Pipeline OrdinalEncoder ValueError Found unknown categories

Pablo Honey picture Pablo Honey · Feb 22, 2019 · Viewed 8.2k times · Source

Please take it easy on me. I’m switching careers into data science and don’t have a CS or programming background—so I could be doing something profoundly stupid. I've researched for a few hours without success.

Objective: get Pipeline to run with OrdinalEncoder.

Problem: code does not run w/the OrdinalEncoder call. It does run w/o OrdinalEncoder. As best as I can tell I can pass two arguments, i.e. categories and dtype. Neither help.

I’m passing the public diabetes data set to the model. Is this the issue? IOW, is the passing of high cardinality features to OrdinalEncoder causing a problem between train/test data after model is built, i.e. the test split has a value that the train set does not?

from sklearn.pipeline import Pipeline
from sklearn.impute import SimpleImputer
from sklearn.preprocessing import OrdinalEncoder
from sklearn.ensemble import RandomForestClassifier

pipe = Pipeline([
    ('imputer', SimpleImputer()),
    ('ordinal_encoder', OrdinalEncoder()),
    ('classifier', RandomForestClassifier(criterion='gini', n_estimators=100))])
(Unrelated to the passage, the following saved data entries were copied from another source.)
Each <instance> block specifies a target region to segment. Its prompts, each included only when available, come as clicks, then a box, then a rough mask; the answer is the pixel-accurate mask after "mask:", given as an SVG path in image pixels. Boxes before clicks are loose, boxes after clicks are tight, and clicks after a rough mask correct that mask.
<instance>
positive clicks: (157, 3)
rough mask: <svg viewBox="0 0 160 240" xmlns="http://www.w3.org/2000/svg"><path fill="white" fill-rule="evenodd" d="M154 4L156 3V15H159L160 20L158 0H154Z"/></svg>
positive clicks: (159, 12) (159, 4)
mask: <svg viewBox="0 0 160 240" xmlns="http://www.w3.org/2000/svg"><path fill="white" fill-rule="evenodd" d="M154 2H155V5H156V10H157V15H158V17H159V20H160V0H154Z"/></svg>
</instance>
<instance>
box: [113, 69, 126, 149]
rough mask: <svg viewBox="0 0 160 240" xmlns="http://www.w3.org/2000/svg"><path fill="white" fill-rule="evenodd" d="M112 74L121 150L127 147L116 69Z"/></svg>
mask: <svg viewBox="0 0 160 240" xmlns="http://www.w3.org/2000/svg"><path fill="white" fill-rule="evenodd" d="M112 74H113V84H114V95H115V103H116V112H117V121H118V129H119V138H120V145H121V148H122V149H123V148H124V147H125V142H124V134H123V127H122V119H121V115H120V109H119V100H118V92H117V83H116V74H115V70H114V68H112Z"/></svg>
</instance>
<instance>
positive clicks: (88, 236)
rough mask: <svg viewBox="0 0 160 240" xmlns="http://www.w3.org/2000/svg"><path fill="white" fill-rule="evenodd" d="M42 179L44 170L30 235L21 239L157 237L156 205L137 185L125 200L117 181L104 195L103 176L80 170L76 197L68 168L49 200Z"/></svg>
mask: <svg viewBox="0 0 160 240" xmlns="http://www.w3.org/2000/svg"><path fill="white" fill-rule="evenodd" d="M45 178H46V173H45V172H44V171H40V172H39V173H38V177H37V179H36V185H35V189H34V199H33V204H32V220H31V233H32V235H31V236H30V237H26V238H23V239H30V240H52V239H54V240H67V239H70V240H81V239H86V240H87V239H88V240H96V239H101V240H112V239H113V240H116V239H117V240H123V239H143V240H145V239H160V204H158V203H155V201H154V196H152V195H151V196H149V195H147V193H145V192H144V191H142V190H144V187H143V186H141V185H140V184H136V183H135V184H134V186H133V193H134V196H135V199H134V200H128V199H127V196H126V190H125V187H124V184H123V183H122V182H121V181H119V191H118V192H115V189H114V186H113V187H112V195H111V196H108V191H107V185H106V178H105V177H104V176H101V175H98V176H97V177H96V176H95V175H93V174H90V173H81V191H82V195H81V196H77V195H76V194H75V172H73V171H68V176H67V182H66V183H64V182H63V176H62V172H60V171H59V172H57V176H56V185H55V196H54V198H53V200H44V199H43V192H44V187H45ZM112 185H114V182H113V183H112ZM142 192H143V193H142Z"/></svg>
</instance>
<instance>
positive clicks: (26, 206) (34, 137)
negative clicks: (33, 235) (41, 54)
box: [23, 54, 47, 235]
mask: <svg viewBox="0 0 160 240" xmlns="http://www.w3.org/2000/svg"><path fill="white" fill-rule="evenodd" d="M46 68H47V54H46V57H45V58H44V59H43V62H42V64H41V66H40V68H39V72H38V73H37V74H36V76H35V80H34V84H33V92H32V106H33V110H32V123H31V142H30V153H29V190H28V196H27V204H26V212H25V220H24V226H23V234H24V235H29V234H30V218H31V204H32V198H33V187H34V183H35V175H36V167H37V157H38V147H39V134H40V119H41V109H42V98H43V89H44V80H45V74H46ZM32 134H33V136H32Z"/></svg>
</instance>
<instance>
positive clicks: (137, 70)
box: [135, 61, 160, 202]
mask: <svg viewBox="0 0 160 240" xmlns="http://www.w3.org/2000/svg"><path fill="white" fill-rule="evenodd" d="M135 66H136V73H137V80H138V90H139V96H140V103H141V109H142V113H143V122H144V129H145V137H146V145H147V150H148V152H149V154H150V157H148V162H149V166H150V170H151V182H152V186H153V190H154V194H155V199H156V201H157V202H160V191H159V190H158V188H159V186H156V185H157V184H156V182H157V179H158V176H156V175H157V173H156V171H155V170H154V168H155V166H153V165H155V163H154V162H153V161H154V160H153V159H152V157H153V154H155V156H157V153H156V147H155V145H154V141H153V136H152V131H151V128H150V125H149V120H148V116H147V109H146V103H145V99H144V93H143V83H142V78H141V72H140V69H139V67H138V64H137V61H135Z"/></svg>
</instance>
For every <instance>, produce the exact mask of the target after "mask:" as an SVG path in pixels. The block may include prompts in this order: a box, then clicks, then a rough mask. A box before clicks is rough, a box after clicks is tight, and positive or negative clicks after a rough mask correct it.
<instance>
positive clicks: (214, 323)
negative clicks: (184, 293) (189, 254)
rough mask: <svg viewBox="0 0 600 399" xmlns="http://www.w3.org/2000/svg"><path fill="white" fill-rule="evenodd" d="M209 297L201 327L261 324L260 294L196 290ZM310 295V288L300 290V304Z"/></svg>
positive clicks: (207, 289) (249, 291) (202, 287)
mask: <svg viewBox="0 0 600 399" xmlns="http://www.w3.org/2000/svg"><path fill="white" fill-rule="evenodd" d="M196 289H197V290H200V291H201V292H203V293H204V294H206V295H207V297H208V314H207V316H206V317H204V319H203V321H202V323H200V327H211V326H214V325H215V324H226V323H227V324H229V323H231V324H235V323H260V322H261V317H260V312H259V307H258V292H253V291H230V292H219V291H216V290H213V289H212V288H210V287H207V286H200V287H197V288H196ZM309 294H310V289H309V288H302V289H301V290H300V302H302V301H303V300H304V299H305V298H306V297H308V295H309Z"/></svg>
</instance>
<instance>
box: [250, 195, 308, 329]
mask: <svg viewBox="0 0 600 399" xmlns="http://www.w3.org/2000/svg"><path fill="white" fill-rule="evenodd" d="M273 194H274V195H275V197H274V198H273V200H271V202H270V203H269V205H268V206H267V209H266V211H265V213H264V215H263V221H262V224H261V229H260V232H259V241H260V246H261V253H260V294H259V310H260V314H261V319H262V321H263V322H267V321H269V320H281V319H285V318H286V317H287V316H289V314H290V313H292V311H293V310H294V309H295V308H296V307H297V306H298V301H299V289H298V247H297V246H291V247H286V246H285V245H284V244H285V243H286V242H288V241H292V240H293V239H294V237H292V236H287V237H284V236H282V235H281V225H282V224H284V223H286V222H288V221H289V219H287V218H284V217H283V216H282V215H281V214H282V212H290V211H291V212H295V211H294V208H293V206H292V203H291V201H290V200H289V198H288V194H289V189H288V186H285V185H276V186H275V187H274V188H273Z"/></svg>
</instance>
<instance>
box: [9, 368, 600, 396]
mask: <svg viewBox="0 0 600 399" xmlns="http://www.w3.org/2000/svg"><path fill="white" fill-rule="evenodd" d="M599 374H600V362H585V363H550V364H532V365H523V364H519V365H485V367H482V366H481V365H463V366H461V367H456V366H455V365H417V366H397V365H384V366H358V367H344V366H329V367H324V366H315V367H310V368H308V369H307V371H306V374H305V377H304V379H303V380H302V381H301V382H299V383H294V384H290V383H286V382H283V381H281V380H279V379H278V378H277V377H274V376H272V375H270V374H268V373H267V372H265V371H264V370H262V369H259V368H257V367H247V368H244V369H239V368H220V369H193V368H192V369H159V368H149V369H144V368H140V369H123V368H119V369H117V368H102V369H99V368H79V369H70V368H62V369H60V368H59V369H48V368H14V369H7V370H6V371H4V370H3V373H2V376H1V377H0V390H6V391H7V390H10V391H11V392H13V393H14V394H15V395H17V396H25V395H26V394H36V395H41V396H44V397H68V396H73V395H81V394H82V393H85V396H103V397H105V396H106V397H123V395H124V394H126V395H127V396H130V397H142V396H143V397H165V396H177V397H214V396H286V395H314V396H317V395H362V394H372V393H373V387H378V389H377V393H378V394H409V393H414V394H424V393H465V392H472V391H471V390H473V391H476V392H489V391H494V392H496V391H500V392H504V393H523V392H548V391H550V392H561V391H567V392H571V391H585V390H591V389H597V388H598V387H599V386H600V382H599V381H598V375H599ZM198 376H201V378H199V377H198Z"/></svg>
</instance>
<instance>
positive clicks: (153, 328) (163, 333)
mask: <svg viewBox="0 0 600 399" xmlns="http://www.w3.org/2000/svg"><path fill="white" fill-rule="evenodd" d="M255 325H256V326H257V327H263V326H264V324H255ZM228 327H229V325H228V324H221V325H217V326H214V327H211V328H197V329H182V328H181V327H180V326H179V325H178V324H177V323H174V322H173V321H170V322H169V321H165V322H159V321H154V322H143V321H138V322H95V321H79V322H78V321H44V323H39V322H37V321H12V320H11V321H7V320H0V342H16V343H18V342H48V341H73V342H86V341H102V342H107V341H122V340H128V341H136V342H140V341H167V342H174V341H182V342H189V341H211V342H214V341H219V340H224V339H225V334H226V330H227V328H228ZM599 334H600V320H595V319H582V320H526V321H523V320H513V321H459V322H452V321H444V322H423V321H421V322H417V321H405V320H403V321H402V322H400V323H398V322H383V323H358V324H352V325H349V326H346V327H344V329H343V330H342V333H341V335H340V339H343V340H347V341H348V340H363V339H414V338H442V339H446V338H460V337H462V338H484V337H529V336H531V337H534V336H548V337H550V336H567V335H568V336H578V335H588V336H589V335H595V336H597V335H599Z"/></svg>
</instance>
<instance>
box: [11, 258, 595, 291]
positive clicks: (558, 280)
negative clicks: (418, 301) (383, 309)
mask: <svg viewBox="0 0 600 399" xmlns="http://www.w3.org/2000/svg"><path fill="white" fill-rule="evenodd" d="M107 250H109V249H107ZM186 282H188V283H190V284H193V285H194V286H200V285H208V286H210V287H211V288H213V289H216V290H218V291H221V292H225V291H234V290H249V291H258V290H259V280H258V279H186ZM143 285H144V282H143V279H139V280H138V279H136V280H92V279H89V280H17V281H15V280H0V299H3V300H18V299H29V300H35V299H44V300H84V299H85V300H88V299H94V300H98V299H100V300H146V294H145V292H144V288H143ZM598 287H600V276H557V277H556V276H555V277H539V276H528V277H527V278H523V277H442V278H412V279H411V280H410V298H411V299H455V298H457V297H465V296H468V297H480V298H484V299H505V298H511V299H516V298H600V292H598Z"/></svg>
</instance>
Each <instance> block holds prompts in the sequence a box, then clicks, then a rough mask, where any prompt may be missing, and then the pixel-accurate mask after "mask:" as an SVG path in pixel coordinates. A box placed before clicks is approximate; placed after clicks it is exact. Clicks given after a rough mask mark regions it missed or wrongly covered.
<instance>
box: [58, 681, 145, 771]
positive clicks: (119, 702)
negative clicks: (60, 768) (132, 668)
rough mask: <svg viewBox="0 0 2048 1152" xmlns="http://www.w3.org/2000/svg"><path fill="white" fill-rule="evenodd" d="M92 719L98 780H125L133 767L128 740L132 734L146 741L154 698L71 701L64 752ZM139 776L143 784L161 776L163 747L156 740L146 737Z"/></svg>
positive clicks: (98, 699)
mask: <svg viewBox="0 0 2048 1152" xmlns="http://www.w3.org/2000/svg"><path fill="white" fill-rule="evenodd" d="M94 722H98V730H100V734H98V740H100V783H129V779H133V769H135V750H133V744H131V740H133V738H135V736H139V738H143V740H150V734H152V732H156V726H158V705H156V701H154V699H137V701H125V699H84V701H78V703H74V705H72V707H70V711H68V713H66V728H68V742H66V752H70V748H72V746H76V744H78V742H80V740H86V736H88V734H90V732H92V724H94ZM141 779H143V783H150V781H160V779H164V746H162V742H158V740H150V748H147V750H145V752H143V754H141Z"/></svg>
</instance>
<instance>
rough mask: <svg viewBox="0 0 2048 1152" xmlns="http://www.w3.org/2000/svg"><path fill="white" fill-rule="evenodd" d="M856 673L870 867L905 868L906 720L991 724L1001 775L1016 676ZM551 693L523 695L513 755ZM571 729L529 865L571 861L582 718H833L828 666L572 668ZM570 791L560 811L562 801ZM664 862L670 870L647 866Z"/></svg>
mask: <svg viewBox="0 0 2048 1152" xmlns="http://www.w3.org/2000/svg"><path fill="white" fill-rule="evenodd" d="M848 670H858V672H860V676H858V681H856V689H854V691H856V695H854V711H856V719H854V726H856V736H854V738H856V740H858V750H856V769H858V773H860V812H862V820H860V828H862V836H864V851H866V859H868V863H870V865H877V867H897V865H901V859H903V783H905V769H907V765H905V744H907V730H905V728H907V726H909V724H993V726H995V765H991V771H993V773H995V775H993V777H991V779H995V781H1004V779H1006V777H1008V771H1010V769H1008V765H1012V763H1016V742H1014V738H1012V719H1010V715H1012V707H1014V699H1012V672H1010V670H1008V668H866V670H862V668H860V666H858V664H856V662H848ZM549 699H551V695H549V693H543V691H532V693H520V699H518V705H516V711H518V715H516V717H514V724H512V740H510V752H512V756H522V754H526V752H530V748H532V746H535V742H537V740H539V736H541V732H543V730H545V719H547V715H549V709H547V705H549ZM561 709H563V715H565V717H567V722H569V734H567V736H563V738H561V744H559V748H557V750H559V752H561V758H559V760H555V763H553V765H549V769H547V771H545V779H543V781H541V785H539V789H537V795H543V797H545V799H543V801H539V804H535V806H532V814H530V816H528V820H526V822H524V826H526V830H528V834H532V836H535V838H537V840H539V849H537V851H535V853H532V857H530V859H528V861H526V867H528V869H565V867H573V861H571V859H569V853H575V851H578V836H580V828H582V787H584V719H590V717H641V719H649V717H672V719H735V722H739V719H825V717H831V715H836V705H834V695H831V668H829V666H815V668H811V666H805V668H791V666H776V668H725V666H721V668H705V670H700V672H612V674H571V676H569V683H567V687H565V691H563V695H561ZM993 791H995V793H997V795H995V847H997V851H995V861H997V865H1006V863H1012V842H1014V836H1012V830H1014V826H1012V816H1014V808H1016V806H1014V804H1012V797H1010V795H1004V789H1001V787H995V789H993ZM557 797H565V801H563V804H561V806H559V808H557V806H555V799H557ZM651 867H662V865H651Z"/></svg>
X_train, X_test, y_train, y_test = train_test_split(X, y, test_size=0.2)

# Construct model
model = pipe.fit(X_train, y_train)

# Show results
print("Hold-out AUC score: %.3f" %roc_auc_score(model.predict_proba(X_test),y_test))

Here’s the error I’m getting:

ValueError: Found unknown categories [17.0] in column 0 during transform

What am I doing wrong?

Setup:

The scikit-learn version is 0.20.2.
3.7.2 (v3.7.2:9a3ffc0492, Dec 24 2018, 02:44:43) 
[Clang 6.0 (clang-600.0.57)]
sys.version_info(major=3, minor=7, micro=2, releaselevel='final', serial=0)

Answer

kevh picture kevh · Dec 19, 2019

I'm late to the game but I landed on this page so I thought I would reply anyway.

You said it in your comment: "diabetes dataset has too many values in many of the features for a given test/train split to both mirror all the values"

This error happens with encoders when the testing set contains data not seen during the training.